5dof/main.py

# ==================== 五连杆机械臂轨迹控制（直接角度发送版）====================
# 功能：轨迹生成 + 逆解 + 直接控制 + 动画显示 + 关节角度可视化 + FK 验证
# ==============================================================================

import time
import numpy as np
import matplotlib.pyplot as plt
from matplotlib.animation import FuncAnimation
from time import perf_counter  # 高精度计时

# 设置中文字体和负号显示
plt.rcParams['font.sans-serif'] = ['SimHei', 'WenQuanYi Zen Hei', 'FangSong']
plt.rcParams['axes.unicode_minus'] = False

# ------------------------ 调试开关 ------------------------
DEBUG_MODE = True  # <<< 设为 False 控制真实电机

# 导入运动学和轨迹函数（确保路径正确）
try:
    from calculate.ik import inverseF
    from calculate.fk import forwardF
    from calculate.trajectory import (
        circle_trajectory,
        line_trajectory,
        line_trajectory_fix,
        ellipse_trajectory,
        square_trajectory,
        triangle_trajectory
    )
except ImportError as e:
    print(f"【警告】无法导入运动学模块: {e}, 使用 DEBUG_MODE")
    DEBUG_MODE = True

# -------------------- 非 Debug 模式导入硬件库 --------------------
if not DEBUG_MODE:
    try:
        from DM_CAN.DM_CAN import Motor, MotorControl, DM_Motor_Type, Control_Type
        import serial
    except ImportError as e:
        print(f"硬件库导入失败: {e}")
        exit(1)
else:
    print("【DEBUG MODE】: 已启用调试模式，不连接真实硬件。

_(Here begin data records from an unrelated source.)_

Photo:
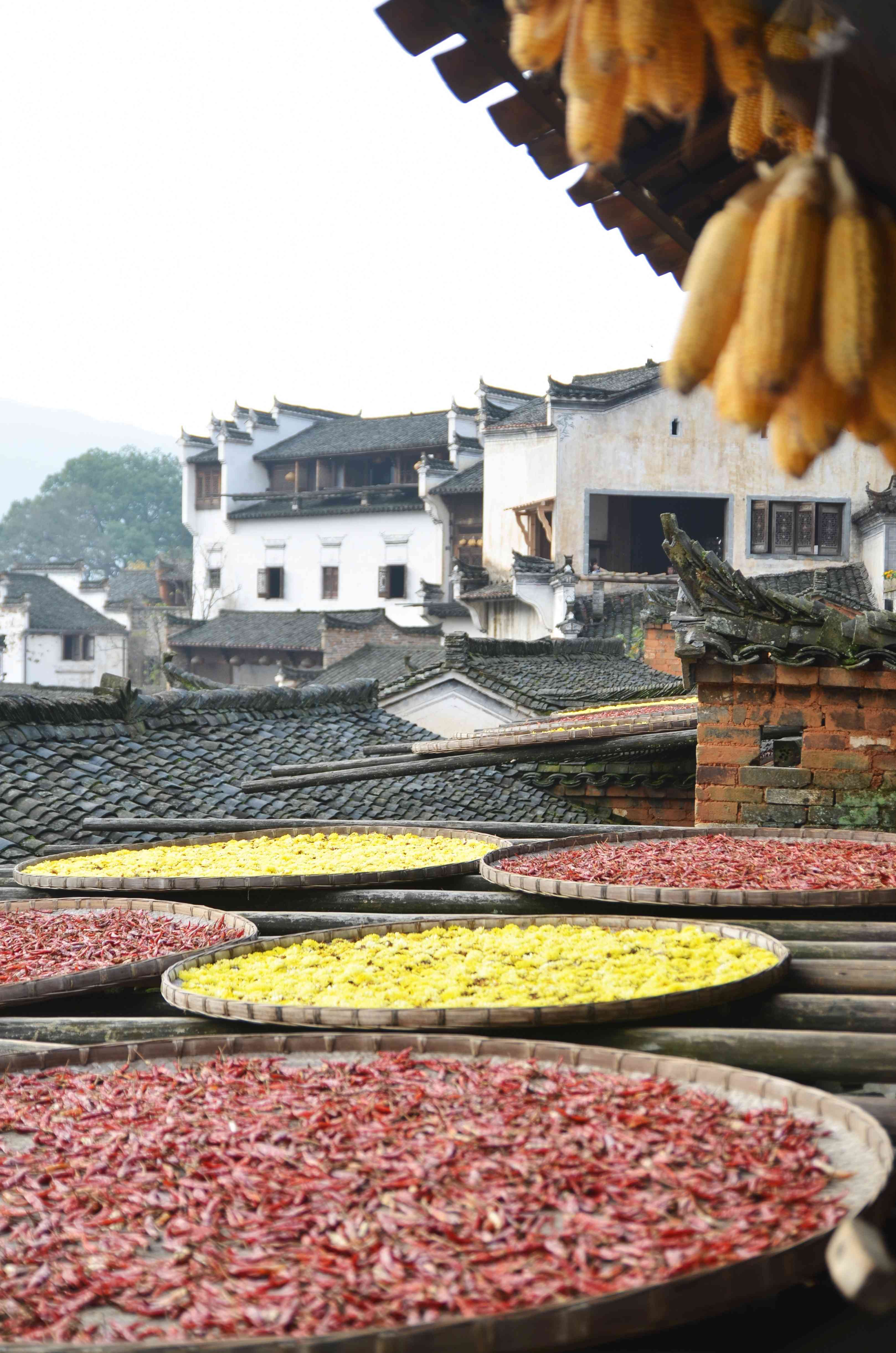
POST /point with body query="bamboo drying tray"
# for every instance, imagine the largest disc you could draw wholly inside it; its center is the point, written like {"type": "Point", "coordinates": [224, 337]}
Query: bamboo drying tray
{"type": "Point", "coordinates": [485, 1017]}
{"type": "Point", "coordinates": [585, 1323]}
{"type": "Point", "coordinates": [181, 884]}
{"type": "Point", "coordinates": [144, 973]}
{"type": "Point", "coordinates": [492, 869]}
{"type": "Point", "coordinates": [547, 731]}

")

# ------------------------ 机械臂参数 ------------------------
L1 = 250  # 左臂长度 (mm)
L2 = 300
L3 = 300
L4 = 250  # 右臂长度
L0 = 250  # 基座右端偏移

# ------------------------ 电机与通信配置 ------------------------
MOTOR1_ID = 0x01
MOTOR2_ID = 0x02
CAN_SERIAL_PORT = '/dev/ttyACM0'
BAUD_RATE = 921600
KP = 50.0
KD = 1.0
DT = 0.01# 控制周期 10ms（每点延时）

# ------------------------ 全局变量 ------------------------
motor1 = motor2 = motor_control = None
current_theta1 = current_theta4 = 0.0
x_list = y_list = []  # 轨迹点
line = None

# ------------------------ 精确延时 ------------------------
def busy_wait(dt):
    """高精度延时"""
    start = perf_counter()
    while perf_counter() - start < dt:
        pass

# ------------------------ 角度连续性调整 ------------------------
def adjust_angle_continuity(new_angle, prev_angle):
    """
    防止角度跳变（如 3.14 → -3.14），保持连续
    """
    diff = new_angle - prev_angle
    while diff > np.pi:
        diff -= 2 * np.pi
    while diff < -np.pi:
        diff += 2 * np.pi
    return prev_angle + diff

# ------------------------ 初始化电机 ------------------------
def init_motors():
    global motor1, motor2, motor_control

    if DEBUG_MODE:
        print("【DEBUG】跳过电机初始化")
        motor1 = motor2 = type('Motor', (), {'id': 0})()
        motor_control = type('MotorControl', (), {
            'enable': lambda x: True,
            'disable': lambda x: None,
            'controlMIT': lambda m, kp, kd, pos, vel, torq: None,
            'refresh_motor_status': lambda m: None,
            'switchControlMode': lambda m, mode: None,
            'save_motor_param': lambda m: None
        })()
        return motor1, motor2, motor_control

    try:
        can_serial = serial.Serial(CAN_SERIAL_PORT, BAUD_RATE, timeout=0.5)
        print(f"CAN 串口 {CAN_SERIAL_PORT} 打开成功")
    except Exception as e:
        print(f"无法打开串口: {e}")
        exit(1)

    motor_control = MotorControl(can_serial)
    motor1 = Motor(DM_Motor_Type.DM4310, MOTOR1_ID, 0x11)
    motor2 = Motor(DM_Motor_Type.DM4310, MOTOR2_ID, 0x12)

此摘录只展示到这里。